Pero no todo fueron las Leyes de Reforma, sino también ese peregrinar por la república que le valió, de alguna forma, conocer realmente lo que sucedía en un país que se gobernaba (y se sigue gobernando) desde el centro. Es notorio que la figura juarista haya sido separada en el principio del actual gobierno federal. Incluso del discurso inicial que Fox hizo ante un complejo poder legislativo.

No más allá de la demagogia a la que se enfrenta uno en los medios, existe un particular interés por rescatar una figura que ha sido vilipendiada desde los púlpitos, pasando por los alones donde se decide la economía de nuestro país. Juárez tiene que ser rescatado, como todos los héroes nacionales, de las garras de la demagogia; el hecho que una revista de corte cultural, pagada con dinero de los impuestos, haya decidido tomar esta figura nacional, es sintomático de los vientos que pueblan nuestro entorno social actual.

A pesar de los dilemas que se presentan ante una figura como esta, la revista Castálida intenta recuperar este señuelo histórico y lanza una propuesta interesante en sus páginas. No por más ni por menos debemos hacerla a un lado. Es necesario conocer los diferentes puntos de vista que se expresan, desde el mordaz requiebro de Chavezmaya, hasta la gráfica irónica de caricaturistas (que siempre los ha habido) de su tiempo criticando lo criticable de un gobierno que no se caracterizo por su pasividad, como lo pueden comprobar los franceses.
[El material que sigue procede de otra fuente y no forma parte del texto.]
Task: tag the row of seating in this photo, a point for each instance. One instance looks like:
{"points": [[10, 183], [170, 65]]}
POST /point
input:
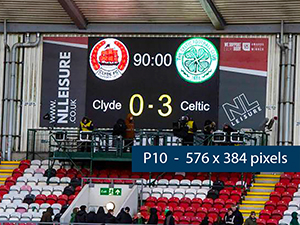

Ahora sólo basta que los jóvenes conozcan a sus héroes, pero alejados del culto a la personalidad que durante decenios se llevo a cabo en México. Ya no tenemos que aguantar más estatuas (eso espero) en glorietas o avenidas, sino debemos solicitar una mejor revisión de la historia; hacer, como lo hizo García Márquez con Bolívar, una humanización de los héroes y no una glorificación que sólo aburre en la escuela. Que levante la mano quien diga, de niño, que no se aburrió al momento de las biografías obligadas.

Prefiero una biografía como la de García Márquez que una como la de los libros de primaria. Necesitamos saber, dice Noel Incola, cómo eran esos que nos precedieron. No la furibunda avalancha de fechas, sucesos y acontecimientos que se inscribieron en el libro de la historia, sino las cotidianas actividades de un hombre que fue presidente de la República, siendo un indígena que nació en un poblado miserable, sin saber hablar español, y que logró que una nación se levantará contra el invasor. Eso sería preferible.